Ratio implementation overflows? #17

andrew-aladev · 2018-11-25T13:22:42Z

Hello. I couldn't understand ratio implementation. I think that there are some overflow issues in current implementation. Please correct me if I am wrong.

I see the main idea: we have source and destination.
Ratio equals to source_length / destination_length = s / d.
New ratio (s + 2) / (d + 1) is good, (s + 1) / (d + 2) is bad.
So we want to reset when new_ratio < old_ratio.
We won't reset when (s + 2) / (d + 1) > s / d, we will reset when (s + 1) / (d + 2) < s / d.

Than we added 10000 bytes lag for source_length to receive more consolidated ratio.

I see implementation for this algorithm in ruby in rb-compress-lzw.
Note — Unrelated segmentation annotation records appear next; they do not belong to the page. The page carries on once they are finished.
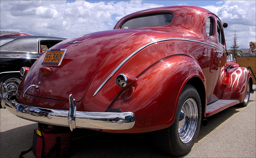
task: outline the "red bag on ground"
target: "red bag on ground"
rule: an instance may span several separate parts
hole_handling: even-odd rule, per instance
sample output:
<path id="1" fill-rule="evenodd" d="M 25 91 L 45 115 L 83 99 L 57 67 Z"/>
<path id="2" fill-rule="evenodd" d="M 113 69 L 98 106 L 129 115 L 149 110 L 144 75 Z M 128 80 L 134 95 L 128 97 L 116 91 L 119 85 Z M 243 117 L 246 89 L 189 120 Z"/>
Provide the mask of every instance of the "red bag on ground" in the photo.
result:
<path id="1" fill-rule="evenodd" d="M 69 128 L 38 123 L 34 130 L 33 146 L 22 152 L 20 158 L 33 150 L 36 158 L 68 157 L 71 139 Z"/>

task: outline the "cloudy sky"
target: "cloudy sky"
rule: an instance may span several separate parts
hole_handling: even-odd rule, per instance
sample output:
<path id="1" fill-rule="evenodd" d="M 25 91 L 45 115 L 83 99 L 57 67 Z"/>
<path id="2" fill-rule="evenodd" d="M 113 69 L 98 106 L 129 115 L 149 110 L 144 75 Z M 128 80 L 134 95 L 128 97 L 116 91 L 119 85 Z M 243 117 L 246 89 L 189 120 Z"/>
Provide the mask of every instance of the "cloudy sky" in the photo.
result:
<path id="1" fill-rule="evenodd" d="M 188 5 L 207 9 L 228 27 L 224 29 L 227 49 L 236 28 L 239 48 L 255 41 L 255 0 L 3 0 L 0 1 L 0 30 L 31 35 L 68 38 L 111 30 L 122 17 L 163 6 Z"/>

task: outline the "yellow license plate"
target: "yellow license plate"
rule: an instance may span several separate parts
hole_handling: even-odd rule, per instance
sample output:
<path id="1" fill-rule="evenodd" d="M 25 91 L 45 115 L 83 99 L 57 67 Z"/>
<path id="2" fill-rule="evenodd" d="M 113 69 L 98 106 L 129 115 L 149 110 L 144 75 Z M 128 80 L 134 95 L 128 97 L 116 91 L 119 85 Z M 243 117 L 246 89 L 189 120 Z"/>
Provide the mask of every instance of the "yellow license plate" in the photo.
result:
<path id="1" fill-rule="evenodd" d="M 54 49 L 47 50 L 44 53 L 42 65 L 59 66 L 63 59 L 66 49 Z"/>

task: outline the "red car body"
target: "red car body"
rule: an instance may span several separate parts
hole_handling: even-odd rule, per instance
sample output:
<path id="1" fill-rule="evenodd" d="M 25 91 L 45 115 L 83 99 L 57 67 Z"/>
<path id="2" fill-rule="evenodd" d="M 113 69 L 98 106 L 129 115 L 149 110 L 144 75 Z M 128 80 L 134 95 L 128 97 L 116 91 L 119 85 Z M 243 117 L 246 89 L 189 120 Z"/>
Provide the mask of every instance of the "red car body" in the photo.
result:
<path id="1" fill-rule="evenodd" d="M 169 24 L 148 24 L 156 21 L 150 18 L 154 16 L 168 19 L 164 22 Z M 144 17 L 149 19 L 143 21 Z M 142 25 L 137 24 L 139 21 Z M 174 122 L 183 123 L 184 117 L 188 117 L 186 107 L 190 107 L 195 114 L 188 118 L 195 119 L 191 122 L 196 124 L 191 132 L 179 126 L 192 136 L 184 140 L 179 132 L 180 140 L 176 140 L 188 146 L 167 151 L 181 155 L 194 144 L 201 119 L 248 103 L 251 75 L 244 67 L 225 67 L 223 28 L 215 15 L 197 7 L 164 7 L 132 14 L 120 20 L 113 30 L 78 36 L 55 45 L 52 52 L 64 52 L 60 65 L 44 62 L 48 57 L 45 53 L 24 77 L 16 102 L 6 99 L 2 105 L 24 118 L 69 126 L 71 130 L 78 127 L 122 133 L 172 126 L 177 132 Z M 127 85 L 122 87 L 124 77 Z M 188 87 L 197 92 L 192 93 L 196 96 L 189 102 L 197 105 L 195 108 L 179 105 Z M 19 106 L 25 109 L 17 110 Z M 38 111 L 48 115 L 38 117 Z M 114 116 L 97 117 L 97 114 Z"/>

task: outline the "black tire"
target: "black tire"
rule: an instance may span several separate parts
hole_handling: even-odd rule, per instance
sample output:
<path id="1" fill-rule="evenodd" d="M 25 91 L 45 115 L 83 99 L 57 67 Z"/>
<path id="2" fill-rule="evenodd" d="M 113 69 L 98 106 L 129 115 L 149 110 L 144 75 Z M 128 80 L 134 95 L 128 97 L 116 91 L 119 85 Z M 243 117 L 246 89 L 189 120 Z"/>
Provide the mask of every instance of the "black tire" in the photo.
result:
<path id="1" fill-rule="evenodd" d="M 247 84 L 247 86 L 246 87 L 246 94 L 245 94 L 245 99 L 244 99 L 244 101 L 240 103 L 239 105 L 243 107 L 245 107 L 247 106 L 248 105 L 248 103 L 249 102 L 249 99 L 250 99 L 250 82 L 248 82 L 248 84 Z"/>
<path id="2" fill-rule="evenodd" d="M 172 124 L 154 133 L 155 140 L 159 148 L 176 156 L 190 151 L 199 132 L 201 109 L 201 100 L 197 91 L 192 85 L 186 85 L 180 97 Z M 190 114 L 189 111 L 192 111 Z"/>

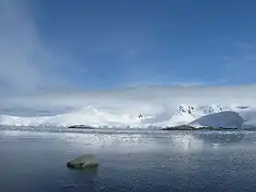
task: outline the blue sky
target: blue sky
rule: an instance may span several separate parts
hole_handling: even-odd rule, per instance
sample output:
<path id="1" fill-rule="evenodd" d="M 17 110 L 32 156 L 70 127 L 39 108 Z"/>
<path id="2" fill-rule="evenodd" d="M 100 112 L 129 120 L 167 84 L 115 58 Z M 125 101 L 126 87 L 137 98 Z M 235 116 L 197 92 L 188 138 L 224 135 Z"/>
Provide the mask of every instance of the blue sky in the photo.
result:
<path id="1" fill-rule="evenodd" d="M 1 4 L 2 91 L 256 80 L 252 0 Z"/>

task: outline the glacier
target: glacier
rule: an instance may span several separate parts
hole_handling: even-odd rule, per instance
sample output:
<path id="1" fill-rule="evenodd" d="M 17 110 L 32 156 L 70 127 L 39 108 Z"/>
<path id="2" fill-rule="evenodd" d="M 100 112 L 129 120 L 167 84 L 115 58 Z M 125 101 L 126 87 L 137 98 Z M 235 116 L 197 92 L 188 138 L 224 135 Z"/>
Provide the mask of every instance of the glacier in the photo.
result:
<path id="1" fill-rule="evenodd" d="M 2 114 L 0 125 L 8 126 L 57 126 L 68 127 L 84 124 L 92 127 L 108 128 L 146 128 L 188 124 L 195 127 L 218 126 L 229 128 L 256 127 L 256 110 L 248 106 L 219 104 L 186 104 L 176 109 L 166 106 L 155 111 L 144 112 L 139 118 L 140 111 L 131 112 L 87 106 L 80 110 L 51 116 L 12 116 Z M 231 127 L 230 127 L 231 126 Z"/>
I have no questions about this implementation because there is a gmp library behind it, it will never overflow.

Now I am trying to read implementation in void compress(fdin, fdout).
I see manipulations:

int bytes_out = 0; bytes_in = 0
bytes_out += OBUFSIZ
bytes_out += (outbits+7)>>3
bytes_in += i
if (rpos > rlop) bytes_in += rpos-rlop

Lets imagine large input.
Both bytes_in and bytes_out will overflow.
When dictionary will be filled, we will use bytes_in and bytes_out to count wrong ratio.

I see same problems here.

rat = (bytes_out+(outbits>>3)) >> 8;: bytes_out + (outbits >> 3) can provide overflow and rat will be invalid.

How to fix it?
I have not yet invented any solution =)

The text was updated successfully, but these errors were encountered:

andrew-aladev · 2018-11-25T17:20:33Z

We want to reset when (s + m) / (d + n) < s / d.
m is new source bytes m >= 10000, n is new destination bytes length.
We can add special condition to exclude incident when s == 0 or d == 0 or n == 0.
So s > 0, d > 0 and n > 0.

(s + m) / (d + n) - s / d < 0.
Let's multiply by d (d + n) > 0.
sd + md - sd - sn < 0.
md - sn < 0
md < sn

So we can drop inaccurate division. Than I will use GMP to implement it. 2 multiplication with GMP for each 10000 bytes is not a big deal. I can implement it in ncompress too. But would you accept new GMP dependency?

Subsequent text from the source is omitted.